Abbé Laurent Berlèse (1784-1863), Iconographie du genre Camellia, ou description et figures des Camellia les plus beau et les plus rares.
Abbé Laurent Berlèse (1784-1863)
Iconographie du genre Camellia, ou description et figures des Camellia les plus beau et les plus rares.
Paris: H. Cousin,  - 1841 -1843.
3 volumes, folio (14 x 10 1/8 inches). Half-titles, dedication leaf and 4 leaves of text addressed to the members of the Societe Royale d'Horticulture de Paris. 300 fine engraved and stipple-engraved plates, partly handcolored and finished by hand after J.-J. Jung by Dumenil, Gabriel and Oudet, under the direction of M. Cousin, printed by Remond (small inoffensive ink library stamp on plates, scattered foxing, spotting and browning, some dampstaining in lower margins of first half of third volume).

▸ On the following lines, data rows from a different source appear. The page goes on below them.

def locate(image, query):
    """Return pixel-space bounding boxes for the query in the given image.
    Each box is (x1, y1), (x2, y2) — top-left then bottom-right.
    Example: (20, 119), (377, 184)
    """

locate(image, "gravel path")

Contemporary half tan calf, maroon cloth gilt (a bit worn with minor loss to the extremities).
Provenance: with the bookplate and library regulations of the Library of the Massachusetts Horticultural Society Boston on the front paste-down of each volume, and their ink "MHS" monogram on each plate.
THE MOST CELEBRATED ILLUSTRATED MONOGRAPH ON THE CAMELLIA
First edition. Interest in the genus peaked in the middle part of the nineteenth century, when large numbers of seedlings obtained from crossing variants of camellia Japonica were raised and named, mostly by the Verschaffelt family, nurserymen at Ghent in Belgium, and by the Abbé Berlèse in Paris. Lorenzo Berlese was born in Campo Molino near Treviso, north Italy. He moved to Paris as a chaplain, where by 1817, he was already cultivating camellias. He built up a large collection of plants and by 1837 the general proliferation in hybrid varieties and the confusion over nomenclature made it clear to him that a detailed monograph was required. A subscription of 250 names was raised, and the work was published (after a false start with lithograph plates). In 1846 he sold his collection of plants before returning to Italy. The success of Berlèse's work is largely due to J.J. Jung's plates, but there is surprisingly little information about the artist. The Abbé thanks him in the introductory letter to the Members of the Paris Royal Society of Horticulture: his drawings have given life and color to the author's technical descriptions which would otherwise have paled in comparison with the real thing. The plates demonstrate the pervasive influence of Redouté, and the Lindley library index notes that he produced some designs for the periodical "Herbier général de l'Amateur.". The arrangement of the text is unusual: the scientific and practical monograph (under various chapter headings: origins, classification, cultivation, etc.) is printed on the lower half of the recto of each text leaf with the description of the facing plate on the upper half. The versos of the text leaves are blank. Dunthorne 30; Great Flower Books p. 50; Nissen, BBI 150.